Does this mean construction is starting on the Green Line?
No. Construction is not starting on the Green Line yet. The Green Line team will be starting public engagement on the north leg of the Green Line in January, and will be focused around stations, community integration and route alignment (underground, elevated or street-level LRT). Drilling is just the first step in understanding some of the technical considerations for the project.
Are there any environmental impacts related to the drilling?

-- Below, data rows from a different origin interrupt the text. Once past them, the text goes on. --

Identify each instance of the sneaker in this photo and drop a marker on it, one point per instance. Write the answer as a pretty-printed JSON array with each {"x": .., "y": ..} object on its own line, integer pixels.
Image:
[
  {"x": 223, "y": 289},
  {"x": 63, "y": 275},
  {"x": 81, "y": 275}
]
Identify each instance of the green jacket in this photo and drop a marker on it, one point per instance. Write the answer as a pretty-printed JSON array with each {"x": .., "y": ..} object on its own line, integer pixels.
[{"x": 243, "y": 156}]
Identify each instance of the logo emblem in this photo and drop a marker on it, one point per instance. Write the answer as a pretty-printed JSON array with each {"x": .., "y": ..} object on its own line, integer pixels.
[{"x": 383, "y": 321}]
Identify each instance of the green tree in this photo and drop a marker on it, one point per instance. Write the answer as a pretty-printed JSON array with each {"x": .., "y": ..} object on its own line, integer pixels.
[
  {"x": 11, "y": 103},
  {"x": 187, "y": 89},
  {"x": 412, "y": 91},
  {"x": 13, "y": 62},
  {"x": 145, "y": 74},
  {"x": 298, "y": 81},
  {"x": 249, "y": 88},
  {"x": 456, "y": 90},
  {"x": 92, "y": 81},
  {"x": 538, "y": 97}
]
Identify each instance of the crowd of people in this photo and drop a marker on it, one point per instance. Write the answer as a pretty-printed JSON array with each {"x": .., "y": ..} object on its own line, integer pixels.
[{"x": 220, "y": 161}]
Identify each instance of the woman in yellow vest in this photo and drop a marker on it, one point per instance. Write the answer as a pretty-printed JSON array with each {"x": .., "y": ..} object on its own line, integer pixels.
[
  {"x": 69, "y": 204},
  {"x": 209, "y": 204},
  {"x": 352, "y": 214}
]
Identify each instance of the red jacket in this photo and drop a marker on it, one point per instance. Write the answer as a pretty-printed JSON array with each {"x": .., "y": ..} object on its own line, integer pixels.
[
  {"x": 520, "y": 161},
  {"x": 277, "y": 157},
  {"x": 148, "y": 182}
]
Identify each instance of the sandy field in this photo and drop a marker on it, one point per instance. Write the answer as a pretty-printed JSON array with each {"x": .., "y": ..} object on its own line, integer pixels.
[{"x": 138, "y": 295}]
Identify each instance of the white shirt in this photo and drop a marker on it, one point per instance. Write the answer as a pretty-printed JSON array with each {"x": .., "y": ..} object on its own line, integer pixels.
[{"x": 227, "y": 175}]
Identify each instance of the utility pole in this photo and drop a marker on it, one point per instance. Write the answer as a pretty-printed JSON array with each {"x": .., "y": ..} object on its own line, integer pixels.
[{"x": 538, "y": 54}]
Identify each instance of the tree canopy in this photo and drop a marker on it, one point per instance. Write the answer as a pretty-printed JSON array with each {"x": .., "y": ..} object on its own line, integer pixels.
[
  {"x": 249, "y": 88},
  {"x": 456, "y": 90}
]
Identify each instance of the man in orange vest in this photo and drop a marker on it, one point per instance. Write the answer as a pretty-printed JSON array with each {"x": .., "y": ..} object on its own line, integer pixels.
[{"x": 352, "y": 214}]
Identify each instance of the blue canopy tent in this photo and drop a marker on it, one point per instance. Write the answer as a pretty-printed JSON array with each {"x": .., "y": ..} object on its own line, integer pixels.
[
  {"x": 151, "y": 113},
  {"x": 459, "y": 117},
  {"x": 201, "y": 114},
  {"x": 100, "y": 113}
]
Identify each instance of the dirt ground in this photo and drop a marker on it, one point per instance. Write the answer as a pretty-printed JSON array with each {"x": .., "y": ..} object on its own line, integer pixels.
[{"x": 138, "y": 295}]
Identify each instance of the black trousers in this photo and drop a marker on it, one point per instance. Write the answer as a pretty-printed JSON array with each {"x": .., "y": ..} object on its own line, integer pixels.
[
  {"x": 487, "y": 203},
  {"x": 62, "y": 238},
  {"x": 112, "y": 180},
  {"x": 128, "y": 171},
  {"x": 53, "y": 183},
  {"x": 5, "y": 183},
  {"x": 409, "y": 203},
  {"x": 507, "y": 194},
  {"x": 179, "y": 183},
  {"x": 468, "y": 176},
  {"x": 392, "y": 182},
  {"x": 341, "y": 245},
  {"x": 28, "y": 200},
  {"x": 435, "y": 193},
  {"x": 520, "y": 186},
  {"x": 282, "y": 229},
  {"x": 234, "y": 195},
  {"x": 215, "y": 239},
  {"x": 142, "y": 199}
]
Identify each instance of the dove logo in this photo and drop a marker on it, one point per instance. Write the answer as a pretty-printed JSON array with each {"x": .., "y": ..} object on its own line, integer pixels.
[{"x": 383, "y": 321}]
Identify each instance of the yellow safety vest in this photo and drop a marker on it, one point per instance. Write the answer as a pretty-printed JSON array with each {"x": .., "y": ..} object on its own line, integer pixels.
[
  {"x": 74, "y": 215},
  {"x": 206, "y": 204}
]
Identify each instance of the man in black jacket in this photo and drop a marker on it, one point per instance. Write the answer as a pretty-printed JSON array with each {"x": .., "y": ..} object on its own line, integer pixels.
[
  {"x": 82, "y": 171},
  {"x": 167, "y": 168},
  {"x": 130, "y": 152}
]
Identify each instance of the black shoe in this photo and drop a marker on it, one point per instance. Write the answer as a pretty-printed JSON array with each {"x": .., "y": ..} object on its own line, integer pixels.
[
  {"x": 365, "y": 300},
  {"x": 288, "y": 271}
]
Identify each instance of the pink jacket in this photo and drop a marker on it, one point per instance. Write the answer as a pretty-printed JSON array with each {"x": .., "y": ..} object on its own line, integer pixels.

Our crews are very careful when drilling in environmentally sensitive areas such as along the Bow River. While the drilling is loud and involves heavy machinery, the impacts on the surrounding environment are quite small. The holes that are drilled in the ground will vary in depth at each location. Trees around the drilling area will be protected, and boreholes will be filled and remediated after samples are taken.
About the Green Line
The Green Line will be a 40 km long transit line extending from Seton in the southeast to Country Hills in the north. Once constructed, it will nearly double the size of Calgary’s current LRT network, providing approximately 300,000 Calgarians with reliable and efficient transit service. The Green Line will not only move people from point A to point B – it will be a staple of the communities that it touches, creating Transit Oriented Development (TOD) areas where people can live, work and play in close proximity to public transit.
Green Line stations will be built for low-floor trains, meaning they will be small in scale and seamlessly integrated into communities with strong walking, cycling and bus connections to and from each station.
City Council recently approved three important milestones for the Green Line project:
- The Green Line route alignment and location of 15 stations on the southeast leg of the line from 4 Street S.E. to Seton.
- The Transit Oriented Development (TOD) plan for the southeast leg of the line, which included plans for future development in Inglewood/Ramsay/26 Avenue S.E., Millican/Lynnwood/Ogden, and South Hill.
- A formal request to the Province for funding the Green Line LRT.